Page MenuHomeSoftware Heritage

swh.lister.npm: Add an incremental npm lister
ClosedPublic

Authored by anlambert on Nov 30 2018, 2:57 PM.

Details

Summary

This new lister enables to get only new or updated npm packages since
the last listing operation.

As I explained in the task description, the idea would be to use the
full npm lister for creating the first batch of oneshot loading tasks
for npm packages. Then, use this incremental lister on a regular basis
to only get relevant packages to load again.

Related T1378
Closes T1398

Diff Detail

Repository
rDLS Listers
Branch
npm-incremental-lister
Lint
No Linters Available
Unit
No Unit Test Coverage
Build Status
Buildable 2766
Build 3471: tox-on-jenkinsJenkins
Build 3470: arc lint + arc unit

Event Timeline

Sounds fine.

As usual, the diff is long because of the test data file ;)

swh/lister/npm/lister.py
151

i do not see anything on the file passing this line, don't you have to add the pass keyword at least?

I have just a couple of questions ;)

swh/lister/npm/lister.py
57–58

Why oneshot?

anlambert added inline comments.
swh/lister/npm/lister.py
57–58

In order to only create loading tasks when it is needed. The npm registry is pretty huge (more than 800 000 packages in it) so to avoid having too much recurring tasks, I think the approach "ingest all packages once then ingest only those with updates at the next listing" is better here.

151

Good catch!

Update: Add missing pass keyword

swh/lister/npm/lister.py
57–58

I'm not completely convinced.
We are far from the 80M from the git repositories for example ;)

It's my understanding that the javascript world moves a lot. Won't that create a lot of oneshot tasks anyway?

Another question pops up. What's a package?
Is it an archive of source code archive at a specific version or a group of source code archives (1 per version)?

anlambert added inline comments.
swh/lister/npm/lister.py
57–58

It's my understanding that the javascript world moves a lot. Won't that create a lot of oneshot tasks anyway?

Surely, but less than having recurring tasks for all available packages. From my point of view, if we can benefit from a listing
that returns only updated packages since the last time, we should exploit it. Having a tons of recurring tasks that will
do nothing more after the first ingestion (for no more maintained packages for instance) feels wrong to me as it will
delay the ingestion of relevant ones.

Another question pops up. What's a package?
Is it an archive of source code archive at a specific version or a group of source code archives (1 per version)?

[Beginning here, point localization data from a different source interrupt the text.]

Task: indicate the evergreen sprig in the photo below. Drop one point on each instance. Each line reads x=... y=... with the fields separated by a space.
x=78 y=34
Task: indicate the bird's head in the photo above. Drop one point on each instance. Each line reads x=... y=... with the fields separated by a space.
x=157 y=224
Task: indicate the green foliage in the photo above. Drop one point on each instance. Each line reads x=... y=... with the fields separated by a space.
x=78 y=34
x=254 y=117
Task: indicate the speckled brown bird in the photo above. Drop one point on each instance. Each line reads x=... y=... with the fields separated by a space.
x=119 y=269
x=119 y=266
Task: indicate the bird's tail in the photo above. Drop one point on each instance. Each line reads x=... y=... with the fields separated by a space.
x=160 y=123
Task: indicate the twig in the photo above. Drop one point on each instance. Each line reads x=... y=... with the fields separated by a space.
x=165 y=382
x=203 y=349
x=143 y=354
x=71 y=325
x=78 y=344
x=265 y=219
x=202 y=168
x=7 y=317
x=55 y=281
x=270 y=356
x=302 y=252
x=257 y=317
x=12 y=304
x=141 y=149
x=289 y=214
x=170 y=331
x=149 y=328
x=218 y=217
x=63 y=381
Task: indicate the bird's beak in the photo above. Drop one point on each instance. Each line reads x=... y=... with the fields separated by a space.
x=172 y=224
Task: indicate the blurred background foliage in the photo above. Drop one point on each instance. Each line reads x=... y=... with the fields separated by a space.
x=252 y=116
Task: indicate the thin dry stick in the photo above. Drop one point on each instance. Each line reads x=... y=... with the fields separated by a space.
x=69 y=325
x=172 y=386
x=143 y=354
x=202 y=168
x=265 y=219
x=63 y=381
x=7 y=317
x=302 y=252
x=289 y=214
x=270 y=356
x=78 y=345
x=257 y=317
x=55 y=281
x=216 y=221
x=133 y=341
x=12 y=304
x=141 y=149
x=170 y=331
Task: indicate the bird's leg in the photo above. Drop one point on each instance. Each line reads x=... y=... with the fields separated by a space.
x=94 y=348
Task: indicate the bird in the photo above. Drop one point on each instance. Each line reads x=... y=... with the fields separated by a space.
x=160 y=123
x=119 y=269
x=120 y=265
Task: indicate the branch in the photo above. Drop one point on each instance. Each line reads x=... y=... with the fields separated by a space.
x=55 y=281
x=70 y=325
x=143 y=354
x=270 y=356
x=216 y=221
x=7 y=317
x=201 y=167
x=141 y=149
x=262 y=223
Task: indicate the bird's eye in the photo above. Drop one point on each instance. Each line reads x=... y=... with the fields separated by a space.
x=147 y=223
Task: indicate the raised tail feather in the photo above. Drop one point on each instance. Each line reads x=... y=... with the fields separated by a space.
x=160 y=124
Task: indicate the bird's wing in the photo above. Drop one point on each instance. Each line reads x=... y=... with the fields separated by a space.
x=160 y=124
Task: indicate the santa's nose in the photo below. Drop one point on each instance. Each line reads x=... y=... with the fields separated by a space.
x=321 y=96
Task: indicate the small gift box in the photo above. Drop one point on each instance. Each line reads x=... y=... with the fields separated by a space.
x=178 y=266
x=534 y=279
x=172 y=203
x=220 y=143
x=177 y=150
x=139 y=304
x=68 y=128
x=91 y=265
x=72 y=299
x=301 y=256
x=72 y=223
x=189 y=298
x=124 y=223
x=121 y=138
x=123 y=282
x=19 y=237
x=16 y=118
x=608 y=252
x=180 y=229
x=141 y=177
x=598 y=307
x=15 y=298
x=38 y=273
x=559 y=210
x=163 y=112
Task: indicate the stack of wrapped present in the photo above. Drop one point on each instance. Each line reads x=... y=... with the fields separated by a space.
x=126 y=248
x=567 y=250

In the npm semantics, a package is a project so you can see it as a group of source code archives (1 per version).

ardumont added inline comments.
swh/lister/npm/lister.py
57–58

Surely, but less than having recurring tasks for all available packages. From my point of view, if we can benefit from a listing
that returns only updated packages since the last time, we should exploit it. Having a tons of recurring tasks that will
do nothing more after the first ingestion (for no more maintained packages for instance) feels wrong to me as it will
delay the ingestion of relevant ones.

Now, i'm sold \m/

This revision is now accepted and ready to land.Nov 30 2018, 4:11 PM

Our policy up until now was not to trust update feeds, and to keep low-frequency recurrent tasks for all origins, even when having an update feed available to do higher frequency oneshot tasks.

If we decide that we should change the policy, we should do it globally rather than in a single lister.

Our policy up until now was not to trust update feeds, and to keep low-frequency recurrent tasks for all origins, even when having an update feed available to do higher frequency oneshot tasks.
If we decide that we should change the policy, we should do it globally rather than in a single lister.

Not sure if we must change our policy globally but I think it worth a try to do it for npm as their feed update works like a charm.

Nevertheless, I will add the possibility to configure the policy when creating tasks.
This way all type of loading policy can be handled.

Update: Allow to set loading task policy through configuration

Update: Set default task policy to 'recurring'

Update: Use a different config file name for the incremental lister

This revision was automatically updated to reflect the committed changes.